There is no one size fits all when it comes to grief. Learn the causes of grief and some resources for getting through — and living with — loss.
Loretta Wilson is a psychiatric nurse practitioner specializing in end of life and psycho-oncology at Kaiser Permanente San Francisco. She helps individuals and their families cope with the mental and emotional ramifications of illness and terminal diagnoses. A daily witness to grief in its myriad manifestations, Wilson shares what she has learned about the condition.
How do you define grief?
While we might first think of grief as the mental suffering and sorrow provoked by losing someone, a person can feel grief related to other losses as well. Divorce, losing a home, being the victim of a crime, even a career change: Each can carry its own kind of loss and grieving.

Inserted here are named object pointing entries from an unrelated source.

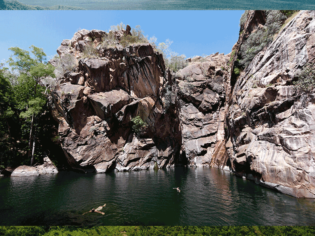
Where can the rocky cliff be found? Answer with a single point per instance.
(271, 124)
(257, 122)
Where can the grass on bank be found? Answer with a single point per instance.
(158, 230)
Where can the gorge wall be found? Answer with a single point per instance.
(257, 123)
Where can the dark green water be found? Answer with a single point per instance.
(209, 197)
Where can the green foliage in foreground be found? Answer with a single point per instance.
(158, 230)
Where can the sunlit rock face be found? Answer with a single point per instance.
(271, 125)
(203, 115)
(201, 91)
(96, 102)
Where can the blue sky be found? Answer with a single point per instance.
(192, 32)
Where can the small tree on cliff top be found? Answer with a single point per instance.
(29, 94)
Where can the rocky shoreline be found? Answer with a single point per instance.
(120, 108)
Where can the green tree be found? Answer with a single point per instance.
(7, 103)
(30, 95)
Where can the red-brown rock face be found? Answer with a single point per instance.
(204, 115)
(202, 87)
(96, 102)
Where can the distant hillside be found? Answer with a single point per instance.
(15, 5)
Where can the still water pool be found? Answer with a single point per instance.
(208, 197)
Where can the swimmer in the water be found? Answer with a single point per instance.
(178, 190)
(97, 210)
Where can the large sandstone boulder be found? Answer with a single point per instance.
(271, 125)
(202, 87)
(47, 168)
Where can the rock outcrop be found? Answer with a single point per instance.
(96, 102)
(202, 87)
(47, 168)
(257, 123)
(271, 125)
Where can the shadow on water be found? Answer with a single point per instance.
(209, 197)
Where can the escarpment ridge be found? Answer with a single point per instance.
(119, 107)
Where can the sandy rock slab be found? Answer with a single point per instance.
(47, 168)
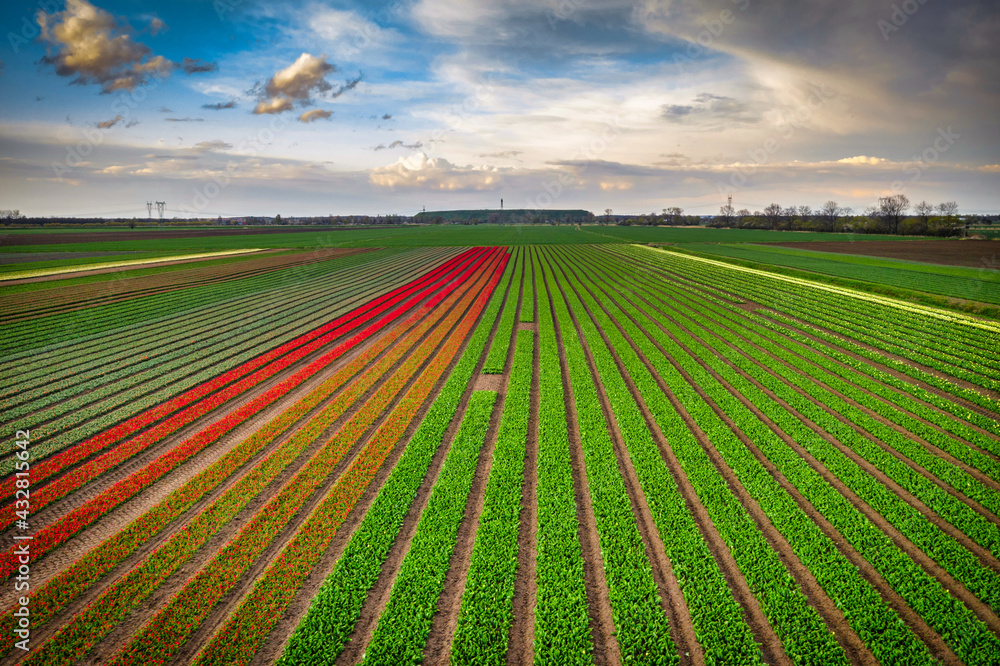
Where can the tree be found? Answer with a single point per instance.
(726, 215)
(948, 208)
(773, 216)
(923, 210)
(676, 214)
(788, 216)
(830, 213)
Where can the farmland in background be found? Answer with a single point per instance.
(520, 445)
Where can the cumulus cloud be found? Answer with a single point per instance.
(503, 154)
(295, 83)
(421, 171)
(106, 124)
(156, 26)
(197, 65)
(397, 143)
(707, 106)
(314, 114)
(87, 43)
(214, 145)
(862, 159)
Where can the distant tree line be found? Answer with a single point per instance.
(889, 216)
(670, 217)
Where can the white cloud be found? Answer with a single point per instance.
(437, 173)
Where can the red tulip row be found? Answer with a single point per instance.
(161, 638)
(107, 610)
(310, 342)
(249, 625)
(61, 530)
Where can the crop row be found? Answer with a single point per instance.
(795, 622)
(252, 621)
(562, 630)
(865, 610)
(641, 626)
(55, 595)
(947, 615)
(783, 302)
(828, 311)
(496, 360)
(939, 546)
(179, 353)
(487, 611)
(250, 359)
(61, 328)
(528, 291)
(404, 625)
(191, 605)
(82, 475)
(323, 632)
(58, 532)
(63, 298)
(74, 361)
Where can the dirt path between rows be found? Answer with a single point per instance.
(602, 629)
(520, 643)
(438, 647)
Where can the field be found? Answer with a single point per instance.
(526, 445)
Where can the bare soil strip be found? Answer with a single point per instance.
(438, 647)
(76, 297)
(522, 630)
(602, 629)
(982, 254)
(981, 553)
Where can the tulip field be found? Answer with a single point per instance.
(550, 454)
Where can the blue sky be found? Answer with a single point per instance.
(233, 107)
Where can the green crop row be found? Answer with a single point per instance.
(796, 623)
(641, 627)
(528, 292)
(562, 630)
(496, 360)
(957, 624)
(890, 640)
(404, 625)
(322, 633)
(487, 611)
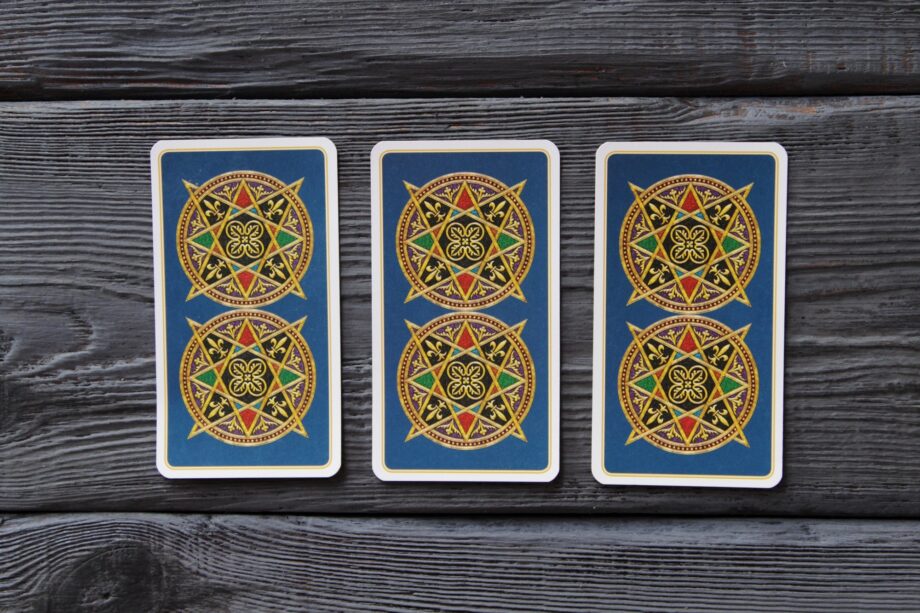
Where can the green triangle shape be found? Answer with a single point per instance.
(504, 380)
(425, 241)
(426, 380)
(208, 378)
(286, 376)
(506, 240)
(205, 240)
(285, 238)
(730, 244)
(648, 383)
(649, 243)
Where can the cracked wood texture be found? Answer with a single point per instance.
(278, 48)
(140, 562)
(76, 305)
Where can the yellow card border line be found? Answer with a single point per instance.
(327, 148)
(378, 154)
(604, 153)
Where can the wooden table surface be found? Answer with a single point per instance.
(87, 523)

I often work with people grieving the loss of the expectation that they will be healthy or the loss of an anticipated future, which can be quite scary.
What are the symptoms?
Sadness, crying easily and often, isolating oneself, low energy, poor concentration, and eating too much or too little are all common signs of grief. However, there is no ‘right’ way to grieve, and it can look a lot of ways.
Clinician Elizabeth Kubler Ross named the 5 stages of grief: denial, anger, bargaining, depression, and acceptance. In follow-up books she conceded there is variability in intensity, length, and order of the stages. Some people will travel through the stages over and over. Others may linger a long time in one stage or another.
How can people work through grief?
Grieving a loss is natural and appropriate, but it does take time. If we think of the loss as an injury — like a broken bone — we wouldn’t keep moving without attending to the injury, so why with grief? I would encourage someone who is grieving to stay connected with friends and family, but don’t be afraid to set limits on time and energy: balance effort and rest. Practice self-care — getting plenty of sleep, hydrating, eating healthy food. Small acts of kindness toward oneself, even turning down the bed covers and leaving yourself a cup of tea at the bedside or listening to music can help.
There is also talk therapy or groups. People sometimes think they will be bothered to be around others in pain, but often it is the opposite: We feel less alone.
Finally, maybe open just a little window of trust and identify one close person to confide in more deeply. Say that you are still hurting and could use a good meal and conversation. Then ask your friend if they are up for it. Try to be specific in asking for what you need.
What surprised you about grief?
It’s not uncommon to experience a guilt associated with the loss. I often meet with people who are berating themselves for small things they could have done better or differently, when really, they did fine and really need to hear that over and over.
New losses can reignite old ones, too. If you never had the chance to metabolize a big loss in the past, for example, another, later loss may become more complicated. The good news is that may offer a chance to work through both.
When is one ‘cured’ of grief?
With a profound loss, you may always grieve. But you will also learn to live with your loss, heal, and build around it. You can be whole again, but not necessarily the same as before. To honor your loss, you really wouldn’t want to be. Through suffering we have the opportunity to hone our compassion for others, and for some people their losses of the past will be their tools for connecting with others in the future.